Según señalan productores y organizaciones del sector, la propuesta contempla la prohibición de comprar o vender títulos de concesión de agua entre particulares. Esto implicaría que los agricultores ya no podrían transferir concesiones, distribuir agua a otros productores, heredar pozos ni vender terrenos agrícolas que incluyan concesiones sin autorización previa de la Comisión Nacional del Agua (CONAGUA).
“¿Quién compraría un rancho sin agua?”, cuestionan algunos agricultores, quienes afirman que estas restricciones podrían afectar el valor de las propiedades rurales y limitar la movilidad económica del sector.
Otra de las inquietudes expresadas es la facultad que tendría CONAGUA para revocar concesiones de manera discrecional, lo que —según las voces críticas— dejaría a los productores sin mecanismos de defensa claros y sin garantías de indemnización.
Algunos grupos también sostienen que estas medidas podrían constituir un mecanismo de control político sobre quienes producen alimentos en el país, al desaparecer —según su percepción— la certidumbre jurídica que históricamente ha regido el uso del agua en el sector rural.
Las críticas se insertan en un contexto de tensión entre organizaciones agrícolas y el gobierno federal, a quienes algunos acusan de centralizar el poder y debilitar contrapesos institucionales.

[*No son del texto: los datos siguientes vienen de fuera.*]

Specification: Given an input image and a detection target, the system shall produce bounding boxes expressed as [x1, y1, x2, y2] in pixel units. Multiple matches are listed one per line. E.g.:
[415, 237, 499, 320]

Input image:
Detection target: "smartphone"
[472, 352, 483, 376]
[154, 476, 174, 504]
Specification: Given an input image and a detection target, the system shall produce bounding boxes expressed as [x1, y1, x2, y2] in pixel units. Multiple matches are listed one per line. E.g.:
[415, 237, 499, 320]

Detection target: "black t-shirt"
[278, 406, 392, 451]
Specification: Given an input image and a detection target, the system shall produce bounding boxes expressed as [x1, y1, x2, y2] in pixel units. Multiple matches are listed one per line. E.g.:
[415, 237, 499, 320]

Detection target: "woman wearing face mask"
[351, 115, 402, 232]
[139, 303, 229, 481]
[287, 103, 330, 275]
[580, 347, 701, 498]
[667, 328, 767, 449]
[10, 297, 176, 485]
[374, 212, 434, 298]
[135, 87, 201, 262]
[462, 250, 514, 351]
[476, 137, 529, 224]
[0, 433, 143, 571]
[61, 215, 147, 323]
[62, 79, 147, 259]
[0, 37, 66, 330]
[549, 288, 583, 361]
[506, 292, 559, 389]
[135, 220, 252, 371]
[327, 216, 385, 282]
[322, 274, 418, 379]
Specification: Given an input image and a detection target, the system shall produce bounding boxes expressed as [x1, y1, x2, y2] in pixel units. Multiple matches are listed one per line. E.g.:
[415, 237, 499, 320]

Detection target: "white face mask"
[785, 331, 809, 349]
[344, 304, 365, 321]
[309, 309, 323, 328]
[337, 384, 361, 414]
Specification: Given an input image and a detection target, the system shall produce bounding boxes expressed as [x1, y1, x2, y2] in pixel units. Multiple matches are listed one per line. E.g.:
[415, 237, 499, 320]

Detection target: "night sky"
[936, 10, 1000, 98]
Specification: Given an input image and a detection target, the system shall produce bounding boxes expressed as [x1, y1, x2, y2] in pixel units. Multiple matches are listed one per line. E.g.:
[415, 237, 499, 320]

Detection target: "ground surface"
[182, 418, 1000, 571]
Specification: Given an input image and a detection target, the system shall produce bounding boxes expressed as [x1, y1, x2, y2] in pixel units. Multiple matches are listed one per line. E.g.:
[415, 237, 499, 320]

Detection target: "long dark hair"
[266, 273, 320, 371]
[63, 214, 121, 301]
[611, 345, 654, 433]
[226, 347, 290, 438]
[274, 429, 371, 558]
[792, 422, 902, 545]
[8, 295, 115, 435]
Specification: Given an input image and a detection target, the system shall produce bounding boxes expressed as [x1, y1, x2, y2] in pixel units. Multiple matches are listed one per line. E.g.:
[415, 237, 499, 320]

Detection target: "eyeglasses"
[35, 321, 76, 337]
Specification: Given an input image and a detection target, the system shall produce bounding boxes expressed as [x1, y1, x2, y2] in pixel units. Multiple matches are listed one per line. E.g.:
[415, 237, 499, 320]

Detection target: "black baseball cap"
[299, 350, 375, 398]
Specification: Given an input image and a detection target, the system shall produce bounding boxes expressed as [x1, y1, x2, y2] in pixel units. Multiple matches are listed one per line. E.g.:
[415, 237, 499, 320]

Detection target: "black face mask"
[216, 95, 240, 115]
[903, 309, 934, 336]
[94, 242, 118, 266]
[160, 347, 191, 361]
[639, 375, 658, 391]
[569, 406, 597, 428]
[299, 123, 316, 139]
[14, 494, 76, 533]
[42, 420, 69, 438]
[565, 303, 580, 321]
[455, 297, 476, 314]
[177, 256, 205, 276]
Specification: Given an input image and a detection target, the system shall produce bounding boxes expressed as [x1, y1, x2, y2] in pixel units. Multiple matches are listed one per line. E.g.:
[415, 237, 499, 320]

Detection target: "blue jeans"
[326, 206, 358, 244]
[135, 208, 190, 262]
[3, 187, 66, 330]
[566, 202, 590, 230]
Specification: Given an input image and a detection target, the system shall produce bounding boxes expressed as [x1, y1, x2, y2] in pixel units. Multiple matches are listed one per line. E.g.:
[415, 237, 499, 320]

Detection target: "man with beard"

Señalan que el presunto debilitamiento de organismos autónomos y del Poder Judicial deja a los productores sin vías de defensa frente a decisiones administrativas que consideren injustas.
Hasta el momento, las autoridades federales no han respondido a estas preocupaciones en detalle, aunque históricamente han argumentado que las reformas al régimen de aguas buscan garantizar el uso sostenible del recurso, combatir el acaparamiento y priorizar el consumo humano.
El debate continúa abierto, mientras productores, especialistas en derecho hídrico y autoridades discuten el alcance real de los cambios y su posible impacto en el campo mexicano.